The question is why if I specialize
for ellipsis, which suppose to mean
any number I'm getting an error, but
when I specialize for no arguments it
compiles?
Because ellipsis doesn't imply any number of parenthesis (as you're trying to use it in main) . ellipsis is used to imply variable number of arguments in function (C++03).
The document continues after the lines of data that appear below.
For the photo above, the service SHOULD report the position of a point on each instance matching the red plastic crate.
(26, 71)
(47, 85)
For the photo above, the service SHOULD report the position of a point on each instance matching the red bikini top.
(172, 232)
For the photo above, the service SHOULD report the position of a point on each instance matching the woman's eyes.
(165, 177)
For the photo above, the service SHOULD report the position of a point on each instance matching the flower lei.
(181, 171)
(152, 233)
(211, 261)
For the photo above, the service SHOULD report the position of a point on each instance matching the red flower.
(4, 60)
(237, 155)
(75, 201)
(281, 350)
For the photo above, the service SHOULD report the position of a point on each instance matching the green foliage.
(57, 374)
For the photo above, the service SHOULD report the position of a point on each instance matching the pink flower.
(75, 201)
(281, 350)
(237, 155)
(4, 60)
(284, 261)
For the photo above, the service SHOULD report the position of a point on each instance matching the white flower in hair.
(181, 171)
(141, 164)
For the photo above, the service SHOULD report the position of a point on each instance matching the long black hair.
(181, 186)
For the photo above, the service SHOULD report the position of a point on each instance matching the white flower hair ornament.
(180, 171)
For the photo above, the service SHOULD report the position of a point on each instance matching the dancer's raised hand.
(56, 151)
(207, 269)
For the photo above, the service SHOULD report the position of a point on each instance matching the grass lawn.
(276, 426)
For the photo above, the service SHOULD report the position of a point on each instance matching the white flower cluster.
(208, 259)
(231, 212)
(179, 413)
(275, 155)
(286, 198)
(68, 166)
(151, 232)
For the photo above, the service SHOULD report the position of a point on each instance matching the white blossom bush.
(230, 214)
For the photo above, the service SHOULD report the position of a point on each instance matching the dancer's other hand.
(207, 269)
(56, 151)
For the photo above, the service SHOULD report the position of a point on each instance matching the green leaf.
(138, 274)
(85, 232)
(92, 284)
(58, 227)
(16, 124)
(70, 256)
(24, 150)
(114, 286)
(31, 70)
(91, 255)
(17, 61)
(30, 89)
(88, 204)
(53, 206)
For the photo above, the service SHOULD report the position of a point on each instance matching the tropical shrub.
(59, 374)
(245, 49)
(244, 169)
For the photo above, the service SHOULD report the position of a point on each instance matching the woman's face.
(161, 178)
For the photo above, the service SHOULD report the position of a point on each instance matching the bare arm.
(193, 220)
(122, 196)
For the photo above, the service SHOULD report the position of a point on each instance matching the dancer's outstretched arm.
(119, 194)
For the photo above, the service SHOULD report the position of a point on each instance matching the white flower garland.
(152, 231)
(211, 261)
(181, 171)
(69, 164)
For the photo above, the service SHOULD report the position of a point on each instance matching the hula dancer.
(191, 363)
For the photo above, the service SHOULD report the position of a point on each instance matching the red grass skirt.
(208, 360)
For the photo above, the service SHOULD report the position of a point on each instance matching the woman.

EDIT: Maybe the following example gives you enough hint to implement what you want to:
template<class T>
struct TypeX
{
TypeX() { cout << "TypeX" << endl; }
};
template<typename T>
struct TypeX<T(*)()> //will match with : int (*)(), char (*)(), etc!
{
TypeX() { cout << "TypeX<T(*)()>" << endl; }
};
template<typename T, typename S>
struct TypeX<T(*)(S)> //will match with : int (*)(int), char (*)(int), etc!
{
TypeX() { cout << "TypeX<T(*)(S)>" << endl; }
};
template<typename T, typename S, typename U>
struct TypeX<T(*)(S, U)> //will match with : int (*)(int, char), char (*)(int, int), etc!
{
TypeX() { cout << "TypeX<T(*)(S, U)>" << endl; }
};
int main() {
TypeX<int*>();
TypeX<int(*)()>();
TypeX<int(*)(int)>();
TypeX<int(*)(char)>();
TypeX<int(*)(char, int)>();
TypeX<int(*)(short, char)>();
return 0;
}
Output:
TypeX
TypeX<T(*)()>
TypeX<T(*)(S)>
TypeX<T(*)(S)>
TypeX<T(*)(S, U)>
TypeX<T(*)(S, U)>
Demo at ideone : http://www.ideone.com/fKxKK
An elipsis means the function can accept any number of arguments at each place of invocation.
int f(...); // signature
int x = f(); // invocations
int y = f(my_int, my_double);
The function signature itself is distinct from the more specific signatures naively implied by each invocation (i.e. int f(), int f(int, double)).
Therefore, while you can specialise for the int (*)(...) case, only a function type that actually specifies an initial elipsis will match. Other functions like int (*)(int) do not match.